Costello Tagliapietra
- Company type: Private
- Industry: Fashion
- Founded: 2005
- Founders: Jeffrey Costello Robert Tagliapietra
- Headquarters: New York City, United States
- Area served: United States, Belgium, France, Germany, Lebanon, Russia, Saudi Arabia, Turkey
- Key people: Jeffrey Costello (Designer) Robert Tagliapietra (Designer)
- Products: Women's prêt-à-porter clothing

= Costello Tagliapietra =

U.S. fashion house

Costello Tagliapietra is a fashion house, established in New York City, founded and directed by Jeffrey Costello (born in Bristol, Pennsylvania) and Robert Tagliapietra (born in Pleasantville, New York).

==History==
Costello and Tagliapietra met in Manhattan in 1994, and after eleven years working together they presented their first collection for the spring 2005 season at New York Fashion Week, and won the 2005 Ecco Domani Fashion Foundation Award. The brand were nominated back-to-back for the CFDA/Vogue Fashion Fund in 2005 and 2006.
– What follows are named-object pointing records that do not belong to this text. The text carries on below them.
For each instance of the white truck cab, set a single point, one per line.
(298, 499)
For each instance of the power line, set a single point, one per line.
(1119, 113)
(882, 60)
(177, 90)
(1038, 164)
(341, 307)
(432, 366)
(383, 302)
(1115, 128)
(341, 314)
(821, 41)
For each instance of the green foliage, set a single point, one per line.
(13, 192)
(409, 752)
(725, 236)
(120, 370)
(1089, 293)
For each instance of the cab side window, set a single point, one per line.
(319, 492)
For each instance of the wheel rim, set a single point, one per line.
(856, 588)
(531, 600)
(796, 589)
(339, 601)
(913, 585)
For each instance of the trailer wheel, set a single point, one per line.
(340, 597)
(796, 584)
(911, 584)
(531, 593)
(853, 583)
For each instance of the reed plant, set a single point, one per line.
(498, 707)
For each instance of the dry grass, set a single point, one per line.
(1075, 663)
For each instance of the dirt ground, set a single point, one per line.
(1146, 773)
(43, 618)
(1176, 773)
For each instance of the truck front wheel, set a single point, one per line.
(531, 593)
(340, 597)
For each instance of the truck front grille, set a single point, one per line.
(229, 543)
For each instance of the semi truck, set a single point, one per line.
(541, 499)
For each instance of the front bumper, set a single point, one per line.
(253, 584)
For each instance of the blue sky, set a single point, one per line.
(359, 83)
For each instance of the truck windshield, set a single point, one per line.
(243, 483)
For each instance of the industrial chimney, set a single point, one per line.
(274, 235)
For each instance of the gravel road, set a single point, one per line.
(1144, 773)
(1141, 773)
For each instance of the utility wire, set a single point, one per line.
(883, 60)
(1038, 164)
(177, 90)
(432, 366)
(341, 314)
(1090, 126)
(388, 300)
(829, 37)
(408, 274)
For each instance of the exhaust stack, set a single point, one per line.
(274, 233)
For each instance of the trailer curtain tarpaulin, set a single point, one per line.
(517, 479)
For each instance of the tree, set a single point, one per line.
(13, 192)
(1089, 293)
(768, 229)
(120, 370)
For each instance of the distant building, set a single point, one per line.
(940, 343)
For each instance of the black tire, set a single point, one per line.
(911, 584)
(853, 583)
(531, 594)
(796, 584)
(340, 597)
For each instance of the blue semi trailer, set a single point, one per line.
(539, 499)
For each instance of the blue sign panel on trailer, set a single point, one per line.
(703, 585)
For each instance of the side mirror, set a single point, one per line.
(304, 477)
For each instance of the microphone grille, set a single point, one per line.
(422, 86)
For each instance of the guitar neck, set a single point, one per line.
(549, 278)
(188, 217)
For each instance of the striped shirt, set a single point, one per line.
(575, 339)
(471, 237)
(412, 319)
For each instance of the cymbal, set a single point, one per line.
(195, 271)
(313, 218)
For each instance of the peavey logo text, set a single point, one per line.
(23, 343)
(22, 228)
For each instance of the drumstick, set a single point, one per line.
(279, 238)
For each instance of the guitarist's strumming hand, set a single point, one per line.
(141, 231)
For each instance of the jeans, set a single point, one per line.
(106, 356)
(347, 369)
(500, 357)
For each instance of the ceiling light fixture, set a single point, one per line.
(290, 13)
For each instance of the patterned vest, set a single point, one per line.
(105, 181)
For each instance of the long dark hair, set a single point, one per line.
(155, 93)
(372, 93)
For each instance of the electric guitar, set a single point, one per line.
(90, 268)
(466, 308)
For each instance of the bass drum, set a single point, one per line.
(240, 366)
From its inception, Costello Tagliapietra has had a prêt-à-porter clothing line for women. The brand has done collaborations and stagewear for artists such as Madonna, Björk, and Bruce Springsteen. The designers have been featured in exhibitions at institutions such as The Metropolitan Museum of Art and the Victoria and Albert Museum.

==Designers==
- Jeffrey Costello
- Robert Tagliapietra

==Retail outlets==
The brand has stores in USA, Belgium, France, Germany, Lebanon, Russia, Saudi Arabia and Turkey.